Reflexivity (f(n) ∈ O(n)) holds trivially: we have f(n) ≤ 1 ∙ f(n) for n ≥ 1. For transitivity, if f(n) is bounded by C g(n) for n ≥ n₀ and g(n) is bounded by D h(n) for n ≥ n₁, then f(n) is bounded by CD h(n) for n ≥ max(n₀, n₁). Thus, the relation defined by O forms a preorder (called the order-of-growth order).

If O(f(n)) ⊆ O(g(n)), then f(n) ∈ O(g(n)) follows from reflexivity (f(n) ∈ O(n)). Conversely, if f(n) ∈ O(g(n)), then O(f(n)) ⊆ O(g(n)) follows using transitivity established above.

Let us construct f, g : ℕ → ℝ_>0 such that neither f(n) ∈ O(g(n)) nor g(n) ∈ O(f(n)). There are many possible ideas, one is the following:

f(n) = n and g(n) = 1 for n even,
f(n) = 1 and f(n) = n for n odd.

The ratio f(n) / g(n) grows arbitrarily large. Thus, there cannot be C and n₀ such that f(n) / g(n) ≤ C for n ≥ n₀. This shows that f(n) ∈ O(g(n)) does not hold. An analogous argument shows that g(n) ∈ O(f(n)) does not hold.

From this example, we can build another one whose functions are increasing.

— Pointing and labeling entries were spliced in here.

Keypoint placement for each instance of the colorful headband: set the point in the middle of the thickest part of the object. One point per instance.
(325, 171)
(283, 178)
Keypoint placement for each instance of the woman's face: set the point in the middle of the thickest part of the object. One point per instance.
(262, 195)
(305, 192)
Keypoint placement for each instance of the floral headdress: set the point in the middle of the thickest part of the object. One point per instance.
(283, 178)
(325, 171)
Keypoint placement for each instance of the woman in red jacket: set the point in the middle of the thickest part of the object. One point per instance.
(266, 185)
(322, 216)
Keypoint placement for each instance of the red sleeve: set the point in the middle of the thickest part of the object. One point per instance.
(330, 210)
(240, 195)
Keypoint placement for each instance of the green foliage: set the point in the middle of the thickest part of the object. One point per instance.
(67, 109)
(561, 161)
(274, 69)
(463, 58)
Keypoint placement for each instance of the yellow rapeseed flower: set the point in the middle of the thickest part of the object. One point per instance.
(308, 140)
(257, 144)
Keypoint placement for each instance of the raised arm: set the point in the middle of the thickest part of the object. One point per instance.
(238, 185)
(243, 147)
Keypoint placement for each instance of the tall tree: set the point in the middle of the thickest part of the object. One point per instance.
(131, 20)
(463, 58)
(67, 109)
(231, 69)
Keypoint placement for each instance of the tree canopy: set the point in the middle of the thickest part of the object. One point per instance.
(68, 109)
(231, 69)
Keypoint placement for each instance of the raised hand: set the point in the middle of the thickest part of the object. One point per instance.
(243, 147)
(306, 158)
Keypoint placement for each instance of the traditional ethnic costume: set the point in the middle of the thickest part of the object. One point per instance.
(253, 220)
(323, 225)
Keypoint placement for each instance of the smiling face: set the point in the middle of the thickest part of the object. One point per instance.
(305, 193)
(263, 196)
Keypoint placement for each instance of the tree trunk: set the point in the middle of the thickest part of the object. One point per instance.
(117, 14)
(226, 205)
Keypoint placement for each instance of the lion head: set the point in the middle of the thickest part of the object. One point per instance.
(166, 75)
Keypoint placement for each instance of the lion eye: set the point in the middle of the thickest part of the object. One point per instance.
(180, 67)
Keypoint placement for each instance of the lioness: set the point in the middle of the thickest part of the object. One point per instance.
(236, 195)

The idea is to multiply f and g by the same fast-growing function h, i.e. set f’(n) = h(n) f(n) and g’(n) = h(n) g(n). Then the ratios of f’ and g’ are identical to those of f and g, so neither f’(n) ∈ O(g’(n)) nor g’(n) ∈ O(f’(n)) hold. Picking the factorial function h(n) = n! makes f’ and g’ increasing.

C5. Polynomial order of growth

Assume f(2n) ∈ O(f(n)). That means there are C and n₀ such that f(2n) ≤ C f(n) for n ≥ n₀. By induction on m, we get that f(2^m) ≤ C^m f(1). Since f is increasing, we have

f(n) ≤ f(2^{⌈log₂ n⌉}) ≤ C^{⌈log₂ n⌉} f(1) = O(C^{log₂ n}) = O(n^{log₂ C})

So f ∈ O(n^k) for k = log₂(C).